Of course, this assumes that the reviewer is well enough trained in statistical methods to recognize what assumptions are needed to be fulfilled in order to use any given method.  While the previous generation of researchers certainly knew how to check for gross violations of underlying statistical assumptions in ANOVA and other linear models, some understood the assumptions underlying SEM and its variants, when it gets to hazard rate models, logit and probit models, and other such models only a handful new.  I wonder today how many newly trained behavioral PhD’s could say the same????
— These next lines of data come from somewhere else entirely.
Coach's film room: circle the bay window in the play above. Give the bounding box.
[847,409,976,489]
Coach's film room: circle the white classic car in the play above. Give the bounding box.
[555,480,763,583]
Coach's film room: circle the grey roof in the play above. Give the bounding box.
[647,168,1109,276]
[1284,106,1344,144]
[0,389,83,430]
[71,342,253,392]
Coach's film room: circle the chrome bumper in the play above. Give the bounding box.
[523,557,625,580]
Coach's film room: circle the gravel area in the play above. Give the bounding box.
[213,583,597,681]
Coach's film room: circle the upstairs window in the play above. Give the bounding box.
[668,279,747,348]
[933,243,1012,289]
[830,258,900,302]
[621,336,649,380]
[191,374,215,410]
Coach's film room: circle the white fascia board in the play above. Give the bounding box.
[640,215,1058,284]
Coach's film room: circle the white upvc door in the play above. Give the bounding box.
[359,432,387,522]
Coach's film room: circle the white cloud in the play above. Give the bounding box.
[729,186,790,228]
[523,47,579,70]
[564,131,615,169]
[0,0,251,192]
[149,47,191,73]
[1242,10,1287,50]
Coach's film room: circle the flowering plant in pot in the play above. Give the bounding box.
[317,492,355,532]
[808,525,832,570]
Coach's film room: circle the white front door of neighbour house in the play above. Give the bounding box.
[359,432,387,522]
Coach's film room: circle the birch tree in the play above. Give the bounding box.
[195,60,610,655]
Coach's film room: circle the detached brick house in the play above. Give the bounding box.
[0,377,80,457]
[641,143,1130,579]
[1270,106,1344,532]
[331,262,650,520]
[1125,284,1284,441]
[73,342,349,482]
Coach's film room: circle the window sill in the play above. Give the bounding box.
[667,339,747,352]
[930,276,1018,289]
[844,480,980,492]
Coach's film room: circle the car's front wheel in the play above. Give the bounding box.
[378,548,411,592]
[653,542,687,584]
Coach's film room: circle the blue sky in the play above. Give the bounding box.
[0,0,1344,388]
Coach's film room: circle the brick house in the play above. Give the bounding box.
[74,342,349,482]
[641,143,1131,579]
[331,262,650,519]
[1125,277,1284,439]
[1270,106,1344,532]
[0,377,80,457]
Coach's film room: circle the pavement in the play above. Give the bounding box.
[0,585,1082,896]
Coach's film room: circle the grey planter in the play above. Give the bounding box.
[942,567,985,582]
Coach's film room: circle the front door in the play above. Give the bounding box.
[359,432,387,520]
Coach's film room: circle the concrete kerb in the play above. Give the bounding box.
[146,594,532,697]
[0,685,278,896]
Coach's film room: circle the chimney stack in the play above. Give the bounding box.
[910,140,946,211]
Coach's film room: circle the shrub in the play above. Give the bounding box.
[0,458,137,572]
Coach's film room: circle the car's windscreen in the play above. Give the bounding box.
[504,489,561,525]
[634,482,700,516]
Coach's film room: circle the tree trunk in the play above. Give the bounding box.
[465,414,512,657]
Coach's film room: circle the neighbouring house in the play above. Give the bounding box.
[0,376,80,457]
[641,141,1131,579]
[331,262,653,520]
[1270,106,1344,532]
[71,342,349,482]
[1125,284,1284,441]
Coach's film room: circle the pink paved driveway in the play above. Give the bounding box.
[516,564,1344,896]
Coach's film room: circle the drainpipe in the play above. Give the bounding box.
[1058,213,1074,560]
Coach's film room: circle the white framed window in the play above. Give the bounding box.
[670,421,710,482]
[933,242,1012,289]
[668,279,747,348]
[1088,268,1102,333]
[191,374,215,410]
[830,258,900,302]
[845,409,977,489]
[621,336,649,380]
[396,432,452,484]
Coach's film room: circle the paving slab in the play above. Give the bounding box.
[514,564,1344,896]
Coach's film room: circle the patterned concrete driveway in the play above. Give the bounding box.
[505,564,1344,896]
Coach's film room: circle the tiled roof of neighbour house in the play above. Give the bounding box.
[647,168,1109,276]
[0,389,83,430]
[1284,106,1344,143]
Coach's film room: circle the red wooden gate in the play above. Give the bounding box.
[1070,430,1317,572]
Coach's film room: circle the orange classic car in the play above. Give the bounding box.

The beauty is that if a reviewer has any basic knowledge of model assumptions that need to be fulfilled in general, our good friend “google” can help you find what the assumptions are for models that you many not have heard of.  For example, this week I had a paper that employed Poisson log linear regression models in my doctoral class.  While I had heard of Poisson distribution and I had heard of log linear regressions, this is the first time I had heard this combination.  Yep, after 30 years in the business, a new one.

So what did I do, I went to my trusty “google” and looked for “Assumptions underlying Poisson loglinear regression models.”  The first thing that popped up was that the dependent variable is suppose to be count data that was theoretically unbounded at the upper end of the distribution. (“If the data are anything but non-negative integers that are (in principle, at least) unbounded, Poisson regression is the wrong model to use. “) Whoops, the data had only three values 0, 1, 2.  Well that suggests further research is necessary by the reviewer and at least a strongly worded review note should result.  [Second aside: I will find out whether my doctoral students read this blog when I see whether they bring up the point in class!]

Unfortunately this is a real example of a paper that is in the later rounds of review at a major journal (NOT BRIA of course).  It will be interesting to see if the journal review process catches it and whether the data stand up to proper statistical analysis (likely an ordered probit but I could be wrong)!